Nope. All led for a couple of years now.


----------



## daveEM (Nov 18, 2012)

Nope. Did just convert 26, 70 watt Metal Halide to 14 watt LEDs.


----------



## Wirenuting (Sep 12, 2010)

Nope, but did find an old stash of mogul base incandescent bulbs today..


----------



## Cow (Jan 16, 2008)

MTW said:


> Has anyone installed any new HID, CFL or linear fluorescent fixtures lately?


Yes, I do ag work in an area with the some of the lowest electrical rates in the nation.

We just installed 14 4 lamp T8 strips in a shop last week. It's hard to beat a replacement ballast at $20 and bulbs at $2.50 apiece.

I will still install 1000w MH floods for feedlots and similar areas that need some REAL light, and not the bull$hit LED equivalent floods that can't touch a 1000w MH yet from what I've seen.

By the way, from the little I've seen, the LED's seem to last a while. But, the drivers may be a different story. We just replaced a driver from a supposedly made in usa LED company a couple weeks ago that was only a year and a half old.


----------



## nrp3 (Jan 24, 2009)

I installed some replacement Lowe's specials. It was a step up from the Lights of America stuff the customer had. CFL.


----------



## frenchelectrican (Mar 15, 2007)

MTW said:


> Has anyone installed any new HID, CFL or linear fluorescent fixtures lately?


Ya once a while due some customer just cant afford the new LED luminaires and some situation I stay with conventail HID for specfic location.

But for CFL it still common around here.

Linear flourscent still used in few spots but that slowly dropping out.


----------



## Signal1 (Feb 10, 2016)

I'm replacing LED's with newer LED's.


----------



## frenchelectrican (Mar 15, 2007)

Signal1 said:


> I'm replacing LED's with newer LED's.


Ya that I do that also but if it is better than old LED craps is.


----------



## eddy current (Feb 28, 2009)

Anyone installing POE lighting yet? Fixtures powered from a Cat 5, low voltage cable?


----------



## nrp3 (Jan 24, 2009)

Or low voltage ceiling grid stuff?


----------



## frenchelectrican (Mar 15, 2007)

eddy current said:


> Anyone installing POE lighting yet? Fixtures powered from a Cat 5, low voltage cable?

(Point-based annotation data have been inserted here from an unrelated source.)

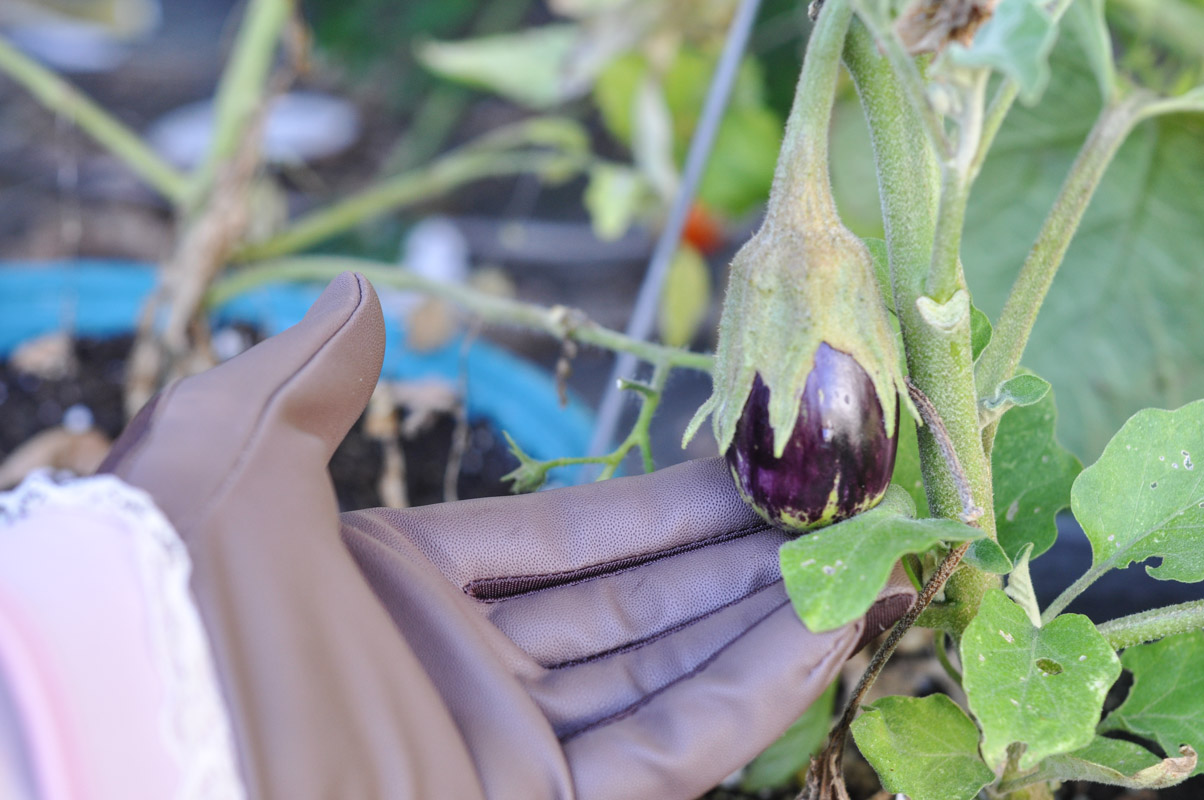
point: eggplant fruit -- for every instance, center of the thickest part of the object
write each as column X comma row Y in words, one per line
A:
column 838, row 459
column 808, row 377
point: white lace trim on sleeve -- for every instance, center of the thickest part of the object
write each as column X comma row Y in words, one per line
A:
column 195, row 723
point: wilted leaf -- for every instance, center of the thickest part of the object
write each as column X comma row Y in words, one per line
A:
column 1040, row 686
column 614, row 196
column 1016, row 41
column 1144, row 498
column 834, row 574
column 1167, row 700
column 1017, row 390
column 1032, row 475
column 685, row 298
column 1085, row 21
column 924, row 747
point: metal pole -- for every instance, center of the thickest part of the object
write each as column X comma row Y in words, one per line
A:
column 648, row 300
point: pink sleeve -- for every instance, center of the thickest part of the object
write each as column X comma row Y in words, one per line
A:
column 102, row 656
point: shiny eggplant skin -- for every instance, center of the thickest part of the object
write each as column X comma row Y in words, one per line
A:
column 838, row 460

Not yet but been looking into that but the issue is where to draw a line between the line voltage and POE system.


----------



## nrp3 (Jan 24, 2009)

And who is to install these systems?


----------



## eddy current (Feb 28, 2009)

nrp3 said:


> And who is to install these systems?


Not electricians. They advertise as cheaper to install. 

https://www.cisco.com/c/dam/m/en_ca...o/pdf/philips-connected-lighting-solution.pdf


----------



## nrp3 (Jan 24, 2009)

I think everyone's been watching these, the low voltage ceiling grid systems, like solar and there are certainly concerns. I don't really care to be installing ceiling grid, though I don't think anyone in the construction arena wants to lose their scope of work to the grid guys. I suppose the larger contractors won't be hurt by the poe stuff, because they likely already have the low voltage cabling.

I go to the shows, it gets tossed around at the contractor group meetings, I try to keep an eye on it.


----------



## NLC (Jan 13, 2018)

*LED costs dropping too much to use traditional lighting*

With LED lamps' cost falling as they have, I don't recommend anything else. 

Regarding Cow's mention of $20 ballasts and $2.50 fluor. T8s, you can install Type B LED T8s with no ballast, and lamps costing as little as $4-$7, using half of the electricity, or less. And a 5 year warranty... The fluorescents cost more even up front...


----------